The unprofitable pesticide plant at Bhopal, for example, was run on a shoestring budget, Abkowitz writes. It was plagued by flawed design, leaky valves, poorly functioning gauges and safety equipment, and other failures, as well as inadequate maintenance. Workers were not well trained. Accidents had been common at the facility ever since it came onstream in 1969. Planning for emergencies was minimal. Supervisors were slow both to react when the disastrous leak was initially observed and to spread a warning to the nearly 900,000 people living near the plant, he continues. Seemingly, just about everything that could have gone wrong that fatal night did go wrong.

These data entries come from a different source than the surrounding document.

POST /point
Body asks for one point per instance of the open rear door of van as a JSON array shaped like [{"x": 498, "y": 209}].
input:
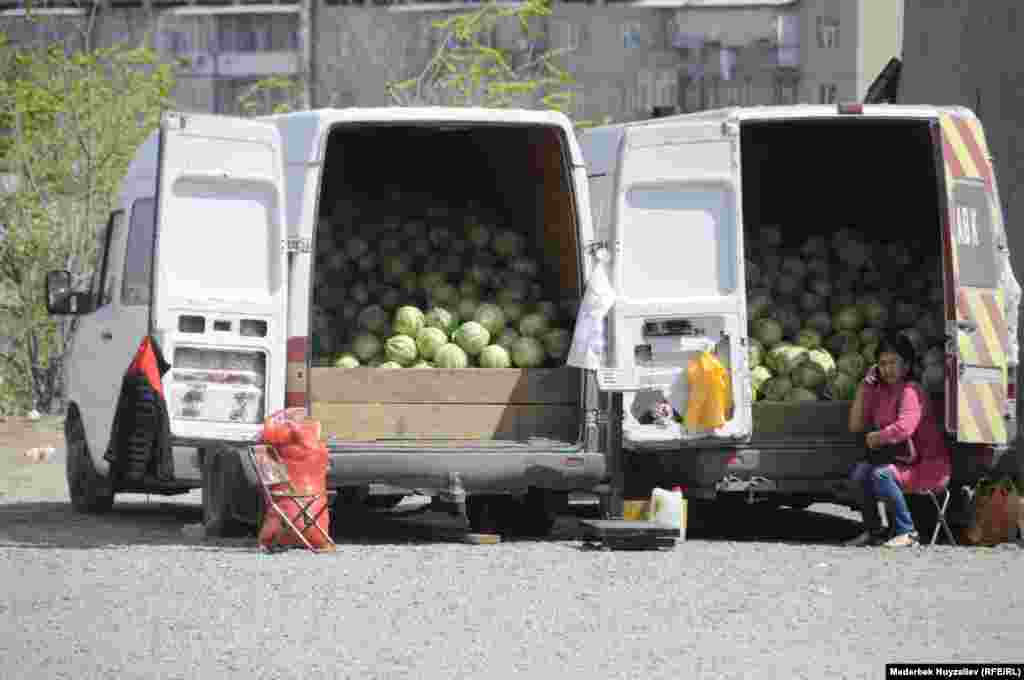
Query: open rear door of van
[
  {"x": 219, "y": 274},
  {"x": 977, "y": 358},
  {"x": 679, "y": 281}
]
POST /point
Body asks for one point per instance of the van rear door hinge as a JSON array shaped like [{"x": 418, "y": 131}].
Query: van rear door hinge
[{"x": 297, "y": 245}]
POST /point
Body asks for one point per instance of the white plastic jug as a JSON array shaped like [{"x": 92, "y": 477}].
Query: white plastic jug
[{"x": 668, "y": 508}]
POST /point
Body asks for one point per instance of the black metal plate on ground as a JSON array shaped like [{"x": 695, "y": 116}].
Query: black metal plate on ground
[{"x": 626, "y": 534}]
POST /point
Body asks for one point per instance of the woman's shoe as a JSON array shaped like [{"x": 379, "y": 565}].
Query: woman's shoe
[
  {"x": 871, "y": 538},
  {"x": 902, "y": 541}
]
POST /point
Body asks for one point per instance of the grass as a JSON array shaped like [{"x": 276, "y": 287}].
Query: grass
[{"x": 20, "y": 478}]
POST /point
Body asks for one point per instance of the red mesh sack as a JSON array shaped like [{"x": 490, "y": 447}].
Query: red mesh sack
[{"x": 296, "y": 439}]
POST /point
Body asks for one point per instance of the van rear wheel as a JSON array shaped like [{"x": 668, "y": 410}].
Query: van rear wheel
[{"x": 89, "y": 493}]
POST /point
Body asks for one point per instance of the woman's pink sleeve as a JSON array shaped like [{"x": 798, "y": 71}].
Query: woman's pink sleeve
[{"x": 907, "y": 420}]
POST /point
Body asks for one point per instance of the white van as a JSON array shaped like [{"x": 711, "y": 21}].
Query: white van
[
  {"x": 249, "y": 250},
  {"x": 764, "y": 222}
]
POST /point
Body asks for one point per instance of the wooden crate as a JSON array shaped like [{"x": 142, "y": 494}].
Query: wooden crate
[{"x": 367, "y": 405}]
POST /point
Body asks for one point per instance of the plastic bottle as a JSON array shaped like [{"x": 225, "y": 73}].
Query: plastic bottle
[{"x": 667, "y": 508}]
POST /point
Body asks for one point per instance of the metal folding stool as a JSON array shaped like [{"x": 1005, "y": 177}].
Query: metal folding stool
[{"x": 271, "y": 471}]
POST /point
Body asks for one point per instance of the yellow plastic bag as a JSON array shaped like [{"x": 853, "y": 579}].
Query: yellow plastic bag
[{"x": 711, "y": 394}]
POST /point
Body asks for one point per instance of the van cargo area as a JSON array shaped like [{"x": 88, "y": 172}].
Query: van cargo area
[
  {"x": 843, "y": 243},
  {"x": 465, "y": 223}
]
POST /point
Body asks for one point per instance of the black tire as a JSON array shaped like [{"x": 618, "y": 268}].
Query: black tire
[
  {"x": 90, "y": 494},
  {"x": 139, "y": 442},
  {"x": 221, "y": 478}
]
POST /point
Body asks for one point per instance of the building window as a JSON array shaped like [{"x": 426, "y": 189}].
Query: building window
[
  {"x": 632, "y": 37},
  {"x": 827, "y": 32}
]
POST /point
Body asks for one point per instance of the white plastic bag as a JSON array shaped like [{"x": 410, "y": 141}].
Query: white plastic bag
[{"x": 588, "y": 338}]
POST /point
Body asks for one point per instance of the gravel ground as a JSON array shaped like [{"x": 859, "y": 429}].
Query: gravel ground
[{"x": 129, "y": 595}]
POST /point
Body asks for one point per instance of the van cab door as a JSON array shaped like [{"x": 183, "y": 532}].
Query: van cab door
[
  {"x": 219, "y": 274},
  {"x": 678, "y": 277},
  {"x": 977, "y": 355}
]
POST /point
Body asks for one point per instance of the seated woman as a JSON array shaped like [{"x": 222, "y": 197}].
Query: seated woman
[{"x": 893, "y": 411}]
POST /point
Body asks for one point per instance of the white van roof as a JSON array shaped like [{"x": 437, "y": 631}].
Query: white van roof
[{"x": 303, "y": 130}]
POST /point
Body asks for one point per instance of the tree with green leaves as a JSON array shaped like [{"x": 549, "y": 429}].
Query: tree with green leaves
[
  {"x": 467, "y": 70},
  {"x": 74, "y": 119}
]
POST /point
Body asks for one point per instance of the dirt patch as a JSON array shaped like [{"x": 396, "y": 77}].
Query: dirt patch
[{"x": 20, "y": 477}]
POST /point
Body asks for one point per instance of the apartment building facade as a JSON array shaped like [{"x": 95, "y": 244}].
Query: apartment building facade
[{"x": 628, "y": 57}]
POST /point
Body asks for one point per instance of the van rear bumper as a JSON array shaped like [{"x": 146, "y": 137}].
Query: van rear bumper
[{"x": 430, "y": 472}]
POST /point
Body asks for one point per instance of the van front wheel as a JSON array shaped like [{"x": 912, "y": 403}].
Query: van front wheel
[{"x": 89, "y": 493}]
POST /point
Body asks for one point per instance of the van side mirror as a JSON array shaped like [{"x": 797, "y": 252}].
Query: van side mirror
[{"x": 60, "y": 299}]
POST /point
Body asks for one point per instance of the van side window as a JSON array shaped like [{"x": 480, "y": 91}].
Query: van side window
[
  {"x": 138, "y": 255},
  {"x": 102, "y": 280}
]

The focus of Abkowitz’ book clearly is on megadisasters. More mundane, workaday risks common to plant managers—a burst pipeline spewing flammable gases or liquids, a runaway reactor, or a derailed tank car—do not get his attention. Certainly, though, his 10 risk factors apply to lower priority accidents as well as to full-fledged calamities.

So what lessons can be drawn from Abkowitz’ case studies? In two brief final chapters he sums them up with a few tried-and-true clichés: the old Boy Scout motto “Be Prepared,” for example, or “plan ahead” and “safety first.” Don’t short-change the system or short-cut prudent operating procedures, he urges, and be sure that everyone involved in an incident can talk with each other.

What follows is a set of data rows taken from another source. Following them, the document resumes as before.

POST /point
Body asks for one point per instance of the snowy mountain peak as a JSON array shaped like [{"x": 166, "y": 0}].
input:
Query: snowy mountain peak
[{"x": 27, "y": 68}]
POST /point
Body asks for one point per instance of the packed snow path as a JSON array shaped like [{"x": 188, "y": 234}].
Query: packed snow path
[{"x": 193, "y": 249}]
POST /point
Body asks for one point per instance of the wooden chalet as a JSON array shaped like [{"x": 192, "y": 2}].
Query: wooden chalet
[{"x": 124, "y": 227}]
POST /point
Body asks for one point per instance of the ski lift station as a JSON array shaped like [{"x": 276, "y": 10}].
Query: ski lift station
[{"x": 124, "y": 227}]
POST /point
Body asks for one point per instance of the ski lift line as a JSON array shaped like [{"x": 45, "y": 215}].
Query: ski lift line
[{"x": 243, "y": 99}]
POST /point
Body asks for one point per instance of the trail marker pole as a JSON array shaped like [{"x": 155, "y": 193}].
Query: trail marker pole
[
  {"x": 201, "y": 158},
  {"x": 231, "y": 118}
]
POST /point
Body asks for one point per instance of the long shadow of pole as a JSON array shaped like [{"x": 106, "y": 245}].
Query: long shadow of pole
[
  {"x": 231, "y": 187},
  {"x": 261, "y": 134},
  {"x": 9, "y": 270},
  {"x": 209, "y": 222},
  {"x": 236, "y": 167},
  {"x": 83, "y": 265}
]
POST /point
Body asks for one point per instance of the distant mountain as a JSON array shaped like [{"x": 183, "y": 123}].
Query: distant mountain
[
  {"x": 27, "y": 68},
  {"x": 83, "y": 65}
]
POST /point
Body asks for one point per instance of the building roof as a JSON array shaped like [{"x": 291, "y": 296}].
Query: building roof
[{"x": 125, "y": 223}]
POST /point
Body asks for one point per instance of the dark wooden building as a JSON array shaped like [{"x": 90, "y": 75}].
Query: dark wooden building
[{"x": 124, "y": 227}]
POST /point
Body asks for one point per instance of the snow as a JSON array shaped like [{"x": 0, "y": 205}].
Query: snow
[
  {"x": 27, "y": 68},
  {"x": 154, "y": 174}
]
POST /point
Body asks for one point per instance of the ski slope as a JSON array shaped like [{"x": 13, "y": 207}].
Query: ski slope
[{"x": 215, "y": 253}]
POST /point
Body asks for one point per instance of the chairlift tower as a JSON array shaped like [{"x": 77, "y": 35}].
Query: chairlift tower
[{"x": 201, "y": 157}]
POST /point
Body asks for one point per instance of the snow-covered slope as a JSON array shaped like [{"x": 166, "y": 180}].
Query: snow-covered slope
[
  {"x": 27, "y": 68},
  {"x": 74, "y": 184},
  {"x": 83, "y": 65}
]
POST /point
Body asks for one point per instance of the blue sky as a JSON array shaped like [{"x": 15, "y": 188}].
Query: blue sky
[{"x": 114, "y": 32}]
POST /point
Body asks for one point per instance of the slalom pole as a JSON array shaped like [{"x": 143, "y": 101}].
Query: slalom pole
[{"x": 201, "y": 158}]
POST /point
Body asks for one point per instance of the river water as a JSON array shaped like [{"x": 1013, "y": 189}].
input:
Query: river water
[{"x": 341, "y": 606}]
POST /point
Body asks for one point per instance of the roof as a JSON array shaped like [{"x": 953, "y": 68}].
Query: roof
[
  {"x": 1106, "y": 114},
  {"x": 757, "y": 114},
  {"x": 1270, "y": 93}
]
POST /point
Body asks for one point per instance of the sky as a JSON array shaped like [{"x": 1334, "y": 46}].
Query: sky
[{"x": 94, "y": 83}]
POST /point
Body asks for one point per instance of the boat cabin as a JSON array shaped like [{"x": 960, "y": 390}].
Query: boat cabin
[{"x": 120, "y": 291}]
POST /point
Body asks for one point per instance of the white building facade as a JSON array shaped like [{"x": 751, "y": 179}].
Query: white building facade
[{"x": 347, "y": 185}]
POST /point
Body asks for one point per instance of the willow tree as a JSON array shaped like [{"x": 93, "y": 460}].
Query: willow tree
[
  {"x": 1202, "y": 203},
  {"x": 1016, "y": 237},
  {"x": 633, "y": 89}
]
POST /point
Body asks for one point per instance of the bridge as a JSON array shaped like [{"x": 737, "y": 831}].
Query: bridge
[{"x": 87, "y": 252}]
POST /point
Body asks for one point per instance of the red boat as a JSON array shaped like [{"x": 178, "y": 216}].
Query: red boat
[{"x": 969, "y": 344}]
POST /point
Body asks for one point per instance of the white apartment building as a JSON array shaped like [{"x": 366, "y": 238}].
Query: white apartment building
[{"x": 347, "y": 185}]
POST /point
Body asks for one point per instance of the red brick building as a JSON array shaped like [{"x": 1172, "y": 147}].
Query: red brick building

Human flaws are a common thread through most of Abkowitz’ risk factors: arrogance, overconfidence, imprudent behavior, carelessness, negligence, cutting corners, and lack of foresight. But he by no means makes it clear how such frailties can be weeded out of the workforce in order to promote safety and preparedness.

Abkowitz does not overlook the importance of a little bit of luck in averting catastrophe. He rounds out his disaster accounts with two “success stories” in which good training and preparedness averted or at least lessened potential disaster. One of these involved United Airlines flight 232, on its way from Denver to Chicago on July 19, 1989. When one of the airliner’s jet engines exploded over Iowa, all three of the plane’s hydraulic control systems were wiped out. The craft and all of its 296-member crew and passengers apparently were doomed. Valiant efforts by the crew, however, managed to put the plane down at the Sioux City, Iowa, airport 45 minutes after the explosion. Although 111 people died in the uncontrolled rough emergency landing, that anyone survived was extraordinary.

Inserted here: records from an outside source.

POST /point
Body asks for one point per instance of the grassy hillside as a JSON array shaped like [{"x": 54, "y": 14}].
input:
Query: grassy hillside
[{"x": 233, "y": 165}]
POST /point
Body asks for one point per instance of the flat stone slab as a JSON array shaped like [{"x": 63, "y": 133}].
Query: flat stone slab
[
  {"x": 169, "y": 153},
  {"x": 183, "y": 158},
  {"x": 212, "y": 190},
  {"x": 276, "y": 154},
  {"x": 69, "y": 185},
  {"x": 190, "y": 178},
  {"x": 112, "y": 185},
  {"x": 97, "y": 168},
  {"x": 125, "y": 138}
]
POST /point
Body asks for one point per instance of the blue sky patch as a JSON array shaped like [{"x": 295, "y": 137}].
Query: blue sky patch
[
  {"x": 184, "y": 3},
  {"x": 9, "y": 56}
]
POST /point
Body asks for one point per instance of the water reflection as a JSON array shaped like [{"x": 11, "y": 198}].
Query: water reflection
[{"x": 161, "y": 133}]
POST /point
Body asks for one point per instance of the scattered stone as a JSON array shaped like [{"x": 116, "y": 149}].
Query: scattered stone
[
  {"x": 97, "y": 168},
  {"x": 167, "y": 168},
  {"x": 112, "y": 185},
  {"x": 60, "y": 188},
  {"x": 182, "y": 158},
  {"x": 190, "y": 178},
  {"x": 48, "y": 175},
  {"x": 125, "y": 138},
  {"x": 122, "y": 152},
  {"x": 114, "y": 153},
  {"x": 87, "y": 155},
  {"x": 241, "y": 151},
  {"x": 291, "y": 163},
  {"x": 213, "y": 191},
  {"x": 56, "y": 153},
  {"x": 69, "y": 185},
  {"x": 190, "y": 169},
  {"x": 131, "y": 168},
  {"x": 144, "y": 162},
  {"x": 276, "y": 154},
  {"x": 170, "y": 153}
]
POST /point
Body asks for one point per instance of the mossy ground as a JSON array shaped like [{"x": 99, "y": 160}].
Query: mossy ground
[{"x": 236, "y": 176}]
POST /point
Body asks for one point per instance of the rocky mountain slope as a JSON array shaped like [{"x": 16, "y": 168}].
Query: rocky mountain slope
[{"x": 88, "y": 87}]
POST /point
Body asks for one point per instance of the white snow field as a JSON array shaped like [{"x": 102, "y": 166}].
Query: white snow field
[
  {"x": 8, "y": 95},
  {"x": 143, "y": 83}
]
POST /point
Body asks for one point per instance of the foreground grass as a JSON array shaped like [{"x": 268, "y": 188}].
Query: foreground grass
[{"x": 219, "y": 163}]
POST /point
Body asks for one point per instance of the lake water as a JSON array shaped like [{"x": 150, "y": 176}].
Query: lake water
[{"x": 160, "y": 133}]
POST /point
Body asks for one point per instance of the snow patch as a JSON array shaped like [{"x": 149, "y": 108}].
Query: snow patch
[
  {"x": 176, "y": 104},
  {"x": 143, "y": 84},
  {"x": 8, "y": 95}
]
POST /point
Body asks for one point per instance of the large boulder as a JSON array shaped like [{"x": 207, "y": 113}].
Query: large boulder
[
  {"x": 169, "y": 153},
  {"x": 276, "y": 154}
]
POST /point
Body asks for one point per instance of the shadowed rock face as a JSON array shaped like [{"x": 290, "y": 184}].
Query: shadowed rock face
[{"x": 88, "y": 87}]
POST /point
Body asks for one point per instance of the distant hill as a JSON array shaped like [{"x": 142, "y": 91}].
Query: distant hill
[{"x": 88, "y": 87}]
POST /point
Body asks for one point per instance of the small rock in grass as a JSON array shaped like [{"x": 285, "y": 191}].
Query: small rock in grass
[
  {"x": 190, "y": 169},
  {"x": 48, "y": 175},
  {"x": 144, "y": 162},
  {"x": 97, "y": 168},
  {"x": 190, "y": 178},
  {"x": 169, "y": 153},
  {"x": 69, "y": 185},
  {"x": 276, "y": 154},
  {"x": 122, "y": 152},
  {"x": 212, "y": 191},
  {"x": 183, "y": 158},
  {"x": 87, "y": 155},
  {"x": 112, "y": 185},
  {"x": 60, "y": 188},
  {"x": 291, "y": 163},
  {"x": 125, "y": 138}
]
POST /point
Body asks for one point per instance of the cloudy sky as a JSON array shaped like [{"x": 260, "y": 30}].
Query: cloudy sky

A reader can learn much from Abkowitz’ compilation of cautionary tales of disaster. But, as he admits, no management practices in the world can ensure a risk-free life. “The bottom line,” he concludes, “is that we can and should do much better at being a master rather than a victim of risk.” And we should keep our fingers crossed.

David M. Kiefer was a senior editor at C&EN in charge of special reports. He retired in 1991.